Hence, for Vardanyan, the Russian “peacekeepers have to stay here and stay for decades, ensuring security in the region,” Responding to Pashinyan, naming him simply as “a political figure,” Vardanyan added that, if the official view is that Russian peacekeepers are not fulfilling their duties, “I suggest they come here, stand with us and see what a big role Russian peacekeepers play here” (, January 12). The Russian oligarch is a strong proponent of closer ties between Armenia and Russia and, prior to his dispatch to Karabakh, he publicly advocated for Armenia’s entry into the Union State of Russia and Belarus, which was rejected by Yerevan (YouTube, March 10, 2022; TASS, January 10). He is therefore seen in Baku as Moscow’s inside man (, November 17, 2022). Indeed, against the backdrop of the Lachin protests (See EDM, January 19), Azerbaijani Foreign Minister Jeyhun Bayramov, in a meeting with his Russian counterpart, Sergei Lavrov, reiterated Baku’s demand that Vardanyan should leave the area (, December 23, 2022).

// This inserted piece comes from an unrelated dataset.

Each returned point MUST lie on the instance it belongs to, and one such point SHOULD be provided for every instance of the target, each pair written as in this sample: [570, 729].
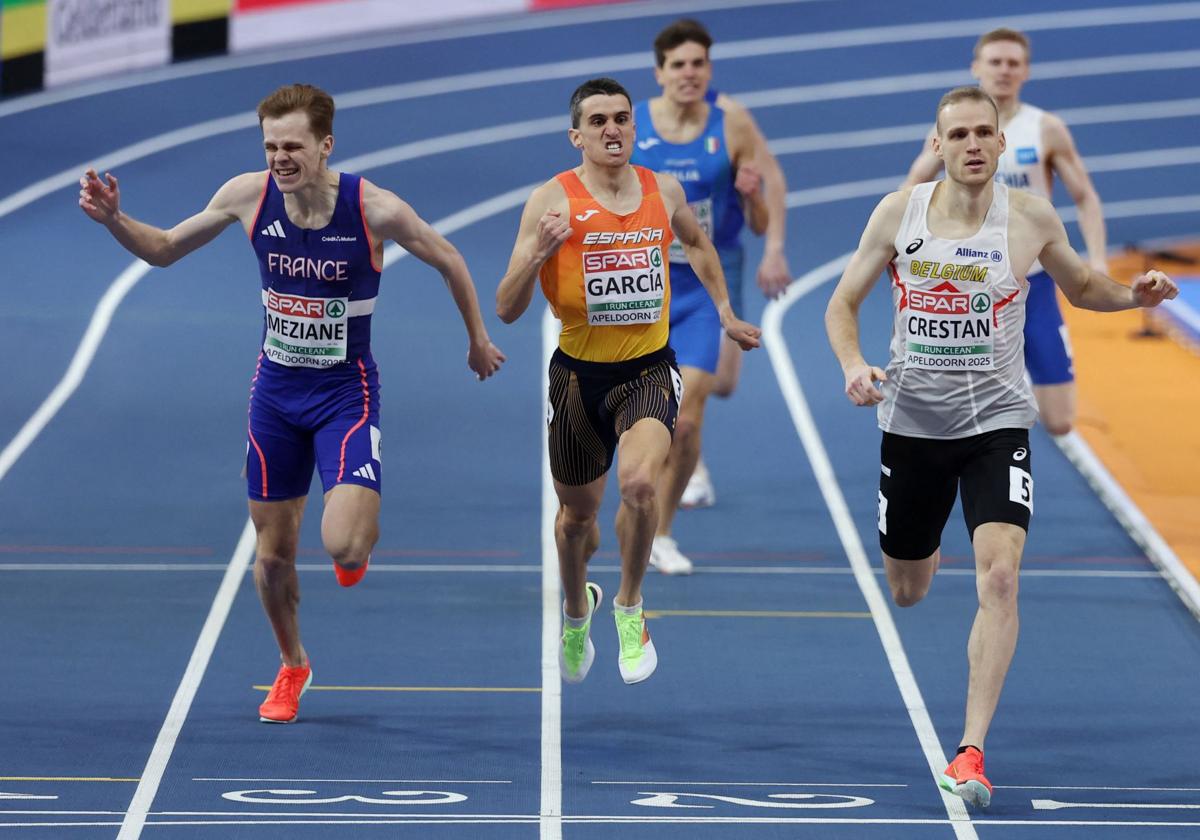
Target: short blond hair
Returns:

These developments, in parallel with the ongoing situation in the Lachin Corridor, suggest a number of conclusions about future peace and stability in the region and Russia’s role therein. Above all, it signifies Moscow’s declining role as a power broker in the region, which the Kremlin has traditionally treated as part of its sphere of influence. However, it would be premature to conclude that this might lead to Russia’s complete withdrawal from the region or to Armenia’s exit from the Russian-led military and economic blocs anytime soon.

In truth, Armenia remains significantly dependent on Russia economically, as manifested by the close to 70-percent growth in bilateral trade turnover between the two countries in 2022. Some have pointed out that this growth may have come as a result of Yerevan’s help to Moscow in circumventing Western-imposed sanctions (Sputnik Armenia, December 26, 2022). Moreover, to be sure, the Kremlin will deploy all its potential in hopes of extending the peacekeeping mission in the Karabakh region. The success or failure of this approach will largely depend on the future trajectory of Russia’s war against Ukraine. Even so, Moscow’s regional standing has taken a hit, even among its traditional allies, which will have a profound impact on the region’s geopolitics.